= James Bernard Fay =

Canadian politician

James Bernard Fay (born September 23, 1947) was a farmer and political figure on Prince Edward Island. He represented 1st Kings in the Legislative Assembly of Prince Edward Island from 1976 to 1979 as a Liberal.

He was born in Charlottetown, the son of John Brady Fay and Margaret Theresa Ellsworth. Fay worked as a federal potato inspector for Kings County. He was first elected to the legislative assembly in a 1976 by-election held after Melvin J. McQuaid was named a judge. Fay was reelected in the 1978 general election but defeated in 1979. He served in the provincial cabinet as minister without portfolio and as Minister of Justice.
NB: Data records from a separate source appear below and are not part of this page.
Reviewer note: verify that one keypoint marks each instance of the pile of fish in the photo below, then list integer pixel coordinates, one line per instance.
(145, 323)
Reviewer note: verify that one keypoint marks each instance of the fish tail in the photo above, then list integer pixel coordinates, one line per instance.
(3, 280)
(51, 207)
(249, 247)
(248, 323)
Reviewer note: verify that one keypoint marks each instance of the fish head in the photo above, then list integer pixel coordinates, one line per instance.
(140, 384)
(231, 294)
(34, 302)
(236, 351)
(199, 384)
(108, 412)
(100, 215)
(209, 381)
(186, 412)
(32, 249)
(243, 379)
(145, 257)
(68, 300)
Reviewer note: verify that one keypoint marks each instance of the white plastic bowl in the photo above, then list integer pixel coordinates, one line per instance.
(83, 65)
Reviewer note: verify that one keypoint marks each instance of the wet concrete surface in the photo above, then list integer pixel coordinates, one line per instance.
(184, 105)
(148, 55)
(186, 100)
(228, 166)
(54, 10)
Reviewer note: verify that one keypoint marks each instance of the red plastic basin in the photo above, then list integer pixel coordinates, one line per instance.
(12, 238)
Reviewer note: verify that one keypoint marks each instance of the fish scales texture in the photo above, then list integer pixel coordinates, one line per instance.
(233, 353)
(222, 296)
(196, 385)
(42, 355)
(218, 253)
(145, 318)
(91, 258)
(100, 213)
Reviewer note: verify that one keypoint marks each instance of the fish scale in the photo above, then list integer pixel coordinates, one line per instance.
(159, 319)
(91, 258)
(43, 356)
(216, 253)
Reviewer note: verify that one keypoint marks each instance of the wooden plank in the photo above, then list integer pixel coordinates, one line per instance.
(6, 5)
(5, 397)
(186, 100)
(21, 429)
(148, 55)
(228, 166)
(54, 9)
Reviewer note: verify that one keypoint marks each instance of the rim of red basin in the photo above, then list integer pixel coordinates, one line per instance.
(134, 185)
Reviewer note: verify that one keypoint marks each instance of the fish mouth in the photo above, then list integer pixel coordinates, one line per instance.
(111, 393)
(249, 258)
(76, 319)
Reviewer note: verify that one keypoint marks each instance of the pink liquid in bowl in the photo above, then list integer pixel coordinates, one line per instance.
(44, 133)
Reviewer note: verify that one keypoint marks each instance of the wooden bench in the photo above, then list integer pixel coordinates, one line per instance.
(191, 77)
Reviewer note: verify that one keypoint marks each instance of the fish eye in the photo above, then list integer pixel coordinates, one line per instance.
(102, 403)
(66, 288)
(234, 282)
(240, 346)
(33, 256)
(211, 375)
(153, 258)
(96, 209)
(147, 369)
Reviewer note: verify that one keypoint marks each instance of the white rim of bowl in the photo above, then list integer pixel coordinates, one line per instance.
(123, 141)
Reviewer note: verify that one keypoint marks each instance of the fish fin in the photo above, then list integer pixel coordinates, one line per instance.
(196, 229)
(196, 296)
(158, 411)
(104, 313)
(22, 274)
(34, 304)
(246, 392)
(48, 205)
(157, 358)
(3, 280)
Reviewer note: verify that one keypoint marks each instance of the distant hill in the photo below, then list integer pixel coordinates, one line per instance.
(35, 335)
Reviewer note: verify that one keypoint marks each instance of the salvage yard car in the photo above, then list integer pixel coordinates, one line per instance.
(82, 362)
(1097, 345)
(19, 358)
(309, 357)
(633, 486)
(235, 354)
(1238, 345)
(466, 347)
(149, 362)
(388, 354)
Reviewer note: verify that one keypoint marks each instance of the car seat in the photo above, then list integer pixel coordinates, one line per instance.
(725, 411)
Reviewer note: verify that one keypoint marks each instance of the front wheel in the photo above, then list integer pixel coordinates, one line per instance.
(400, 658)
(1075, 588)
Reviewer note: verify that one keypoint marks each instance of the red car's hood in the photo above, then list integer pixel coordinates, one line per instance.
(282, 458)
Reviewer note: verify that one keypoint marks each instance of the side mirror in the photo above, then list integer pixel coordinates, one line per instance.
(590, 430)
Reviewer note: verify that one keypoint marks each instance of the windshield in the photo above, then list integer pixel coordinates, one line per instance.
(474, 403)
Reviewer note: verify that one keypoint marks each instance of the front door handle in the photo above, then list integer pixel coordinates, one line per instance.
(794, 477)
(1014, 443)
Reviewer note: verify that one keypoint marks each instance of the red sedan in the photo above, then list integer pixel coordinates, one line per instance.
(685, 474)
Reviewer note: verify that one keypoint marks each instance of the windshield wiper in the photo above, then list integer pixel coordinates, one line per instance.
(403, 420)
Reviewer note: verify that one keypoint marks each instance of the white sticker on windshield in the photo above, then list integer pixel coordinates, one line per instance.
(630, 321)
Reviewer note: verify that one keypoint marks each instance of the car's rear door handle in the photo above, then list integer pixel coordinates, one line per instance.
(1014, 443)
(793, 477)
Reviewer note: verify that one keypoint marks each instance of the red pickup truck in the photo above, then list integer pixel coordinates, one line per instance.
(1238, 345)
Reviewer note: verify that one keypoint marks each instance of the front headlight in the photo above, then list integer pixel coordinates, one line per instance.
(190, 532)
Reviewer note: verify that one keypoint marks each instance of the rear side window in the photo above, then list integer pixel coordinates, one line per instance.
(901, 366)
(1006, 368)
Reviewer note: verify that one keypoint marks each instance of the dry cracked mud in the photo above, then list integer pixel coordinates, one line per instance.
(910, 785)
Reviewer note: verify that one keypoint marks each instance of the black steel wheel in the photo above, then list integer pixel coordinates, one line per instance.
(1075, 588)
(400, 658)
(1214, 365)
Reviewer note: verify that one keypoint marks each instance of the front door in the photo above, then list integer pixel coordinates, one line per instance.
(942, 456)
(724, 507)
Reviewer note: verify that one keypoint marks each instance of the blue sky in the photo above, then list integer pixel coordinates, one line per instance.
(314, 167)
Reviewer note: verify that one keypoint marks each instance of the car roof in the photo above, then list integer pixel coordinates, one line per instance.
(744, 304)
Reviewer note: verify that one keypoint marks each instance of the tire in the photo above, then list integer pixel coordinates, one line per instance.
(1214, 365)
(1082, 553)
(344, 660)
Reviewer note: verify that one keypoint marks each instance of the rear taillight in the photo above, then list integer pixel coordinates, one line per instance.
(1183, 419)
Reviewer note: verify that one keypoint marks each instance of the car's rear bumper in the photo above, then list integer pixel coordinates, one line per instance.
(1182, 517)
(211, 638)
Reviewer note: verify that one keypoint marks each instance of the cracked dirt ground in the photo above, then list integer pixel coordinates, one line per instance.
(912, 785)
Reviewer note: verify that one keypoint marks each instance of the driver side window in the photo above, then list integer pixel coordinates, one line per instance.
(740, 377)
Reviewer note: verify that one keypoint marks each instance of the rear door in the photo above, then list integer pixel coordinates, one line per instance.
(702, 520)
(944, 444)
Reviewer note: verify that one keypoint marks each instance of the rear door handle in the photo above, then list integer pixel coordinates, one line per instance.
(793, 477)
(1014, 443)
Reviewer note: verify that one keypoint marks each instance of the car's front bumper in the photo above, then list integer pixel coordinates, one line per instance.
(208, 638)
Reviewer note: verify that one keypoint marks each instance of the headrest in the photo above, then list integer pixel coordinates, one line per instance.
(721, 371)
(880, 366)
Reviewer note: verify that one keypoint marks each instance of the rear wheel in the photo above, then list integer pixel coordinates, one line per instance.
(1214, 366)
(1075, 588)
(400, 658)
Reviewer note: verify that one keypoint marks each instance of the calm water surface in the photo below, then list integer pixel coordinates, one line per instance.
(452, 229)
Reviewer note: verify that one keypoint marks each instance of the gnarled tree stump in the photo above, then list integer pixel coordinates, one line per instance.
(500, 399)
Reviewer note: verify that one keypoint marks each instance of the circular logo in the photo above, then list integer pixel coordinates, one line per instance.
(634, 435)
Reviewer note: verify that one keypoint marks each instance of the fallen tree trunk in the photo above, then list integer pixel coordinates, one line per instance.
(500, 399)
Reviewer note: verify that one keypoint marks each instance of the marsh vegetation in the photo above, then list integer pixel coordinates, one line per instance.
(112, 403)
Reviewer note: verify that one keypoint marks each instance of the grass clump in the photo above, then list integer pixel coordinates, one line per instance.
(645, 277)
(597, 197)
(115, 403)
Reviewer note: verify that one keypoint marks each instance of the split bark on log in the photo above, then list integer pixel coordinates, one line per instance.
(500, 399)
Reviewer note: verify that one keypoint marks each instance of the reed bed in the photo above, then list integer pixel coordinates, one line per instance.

After he retired from politics, he was a political advisor for Eugene Whelan. During his time in Ottawa, from 1979-1984 Fay became a voice to Eugene Whelan who was Minister of Agriculture Canada and to Jean Chrétien who was Minister of Justice and Attorney General Canada. Helping them create the Canadian Charter of Rights and Freedoms, ending the Cold War, playing a role in fall of the Iron Curtain, and allowing inter-provincial movement of feed.1 Fay later moved to Fort McMurray, Alberta, where he worked for an oil company and then owned a taxi company.